Desconhecemos quem discorde da beleza da Praça Tiradentes, em Ouro Preto. Cercado por museus ricos de cultura e embelezado pela estátua de Tiradentes, símbolo da Inconfidência Mineira, o coração da cidade é, para os turistas, regado de história e arquitetura, mas, para os moradores, uma zona neutra em meio a uma rixa secular.
No Século XVIII, dois maiores arraiais de uma região, o arraial do Antônio Dias e o arraial do Ouro Preto (Pilar), tiveram que se unir para formar uma única vila, que ficou conhecida como Vila Rica, hoje Ouro Preto. A partir de então, uma disputa divide o centro histórico ouro-pretano em dois lados, o dos Jacubas, moradores do Bairro Antônio Dias, e o dos Mocotós, moradores do Bairro Pilar, sendo a Praça Tiradentes, antigo Morro de Santa Quitéria, a linha - imaginária - que divide ambos.
E não seria uma surpresa, principalmente tratando-se de Ouro Preto, cidade com forte tradição religiosa, que o pavio disso tudo fosse justamente relacionado às belas igrejas da cidade. A historiadora Terezinha Lobo Leite conta, em seu livro “Ouro Preto: o encanto de seus contos”, que, de acordo com a tradição, tudo começou quando um importante coronel mandou vir de Portugal a imagem de Nosso Senhor dos Passos, que destinava-se à Matriz de Nossa Senhora da Conceição, no Bairro Antônio Dias.

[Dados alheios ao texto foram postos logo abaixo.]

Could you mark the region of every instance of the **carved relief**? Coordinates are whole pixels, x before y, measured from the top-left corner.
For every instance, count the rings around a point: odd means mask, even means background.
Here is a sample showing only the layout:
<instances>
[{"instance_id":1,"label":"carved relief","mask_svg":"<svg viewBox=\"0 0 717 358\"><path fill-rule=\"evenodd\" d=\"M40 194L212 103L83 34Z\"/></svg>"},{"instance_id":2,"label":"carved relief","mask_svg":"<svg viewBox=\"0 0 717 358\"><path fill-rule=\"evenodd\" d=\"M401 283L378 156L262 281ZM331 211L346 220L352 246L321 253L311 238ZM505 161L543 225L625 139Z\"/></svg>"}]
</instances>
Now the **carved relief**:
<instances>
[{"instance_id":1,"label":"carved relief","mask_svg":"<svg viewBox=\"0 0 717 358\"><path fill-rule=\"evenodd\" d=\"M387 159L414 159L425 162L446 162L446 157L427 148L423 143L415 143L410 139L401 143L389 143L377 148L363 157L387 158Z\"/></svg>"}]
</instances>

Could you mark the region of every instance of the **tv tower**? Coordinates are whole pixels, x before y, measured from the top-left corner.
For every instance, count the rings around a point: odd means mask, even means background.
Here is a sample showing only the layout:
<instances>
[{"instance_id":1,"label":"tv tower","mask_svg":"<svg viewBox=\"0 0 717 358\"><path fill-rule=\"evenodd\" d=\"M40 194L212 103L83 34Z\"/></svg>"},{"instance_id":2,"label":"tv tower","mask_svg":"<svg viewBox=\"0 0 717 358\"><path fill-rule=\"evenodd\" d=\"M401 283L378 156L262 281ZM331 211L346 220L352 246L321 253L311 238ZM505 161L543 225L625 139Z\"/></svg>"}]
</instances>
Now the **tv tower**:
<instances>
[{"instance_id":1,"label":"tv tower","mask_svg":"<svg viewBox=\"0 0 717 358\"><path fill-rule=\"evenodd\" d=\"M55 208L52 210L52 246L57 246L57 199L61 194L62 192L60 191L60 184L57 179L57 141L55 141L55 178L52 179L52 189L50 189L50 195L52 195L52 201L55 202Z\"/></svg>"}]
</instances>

Rua Bernardo Vasconcellos (antiga rua Direita do lado Jabuba), a mais antiga rua de acesso ao bairro Antônio Dias - Ouro Preto, Mg. Foto: Carolina Lobo
Um burrinho ficou encarregado de fazer o transporte das figuras do Rio de Janeiro para Ouro Preto e, ao chegar na cidade e se deparar com os dois caminhos possíveis que poderia seguir, partindo da praça Tiradentes, o animal empacou. Assim, os moradores dos dois lados da vila decidiram, por bem, deixar a sorte resolver à qual deles a imagem viria a pertencer. E, para a tristeza dos jacubas, o burrinho escolheu os mocotós, seguindo rumo a Matriz do Pilar.

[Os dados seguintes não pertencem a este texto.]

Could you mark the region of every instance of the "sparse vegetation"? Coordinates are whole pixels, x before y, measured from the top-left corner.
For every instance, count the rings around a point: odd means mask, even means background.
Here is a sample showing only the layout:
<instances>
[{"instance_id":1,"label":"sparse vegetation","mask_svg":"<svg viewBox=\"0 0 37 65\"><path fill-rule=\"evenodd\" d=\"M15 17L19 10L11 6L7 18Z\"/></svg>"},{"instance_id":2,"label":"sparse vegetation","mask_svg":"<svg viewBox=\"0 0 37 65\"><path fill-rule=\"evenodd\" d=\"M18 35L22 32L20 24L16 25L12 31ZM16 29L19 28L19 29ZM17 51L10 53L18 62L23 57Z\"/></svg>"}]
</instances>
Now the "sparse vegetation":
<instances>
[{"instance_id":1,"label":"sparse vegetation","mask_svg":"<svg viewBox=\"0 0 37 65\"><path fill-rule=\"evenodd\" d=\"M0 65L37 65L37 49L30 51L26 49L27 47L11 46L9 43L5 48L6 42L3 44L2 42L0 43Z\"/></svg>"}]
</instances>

Básilica de Nossa Senhora do Pilar, localizada no bairro Pilar (Mocotó), onde se encontra a imagem de Nosso Senhor dos Passos - Ouro Preto, MG.
Foto: Júlia Coelho
Nisso, deu-se início a confusão entre os dois lados da cidade de Ouro Preto. Fez-se um acordo de que, uma vez ao ano, a imagem do Senhor dos Passos iria para a Matriz do Antônio Dias, permanecendo por lá uma noite e retornando no dia seguinte à Matriz do Pilar. Caso chovesse por três dias seguidos, enquanto a imagem estivesse sob domínio do Antônio Dias, ela ficaria definitivamente na matriz.
Essa rixa religiosa saiu das paredes das igrejas e se estendeu ao cotidiano da cidade. “É muito divertido. A gente brinca. Hoje não são palavras agressivas, mas são palavras de brincadeira, [ditas] quando nós recebemos o pessoal do Mocotó”, afirma Deolinda Alice dos Santos, consultora de cultura mineira e nascida jacuba - com muito orgulho. Ela contou que, atualmente, a rixa entre os dois bairros, em si, adquiriu um caráter de zoação e brincadeira, ao contrário do que acontecia antigamente. “Eu vivencio, brinco e me divirto com as pessoas que moram do lado de lá e fico muito feliz quando eles passam por aqui, (...) eu gozo a cara deles (...) e eles morrem de rir, [dizendo]: ‘me dá licença que eu sou mocotó mas eu adoro esse povo do lado de cá, da jacuba, que é um povo mais alegre, mais extrovertido’”. Deolinda destaca, ainda, outra diferença em relação aos mocotós: “Nós somos bem mais livres na fala, nós não nos preocupamos muito com a sociedade, sabe? Aquele charme social; a gente quer ser feliz”, completa.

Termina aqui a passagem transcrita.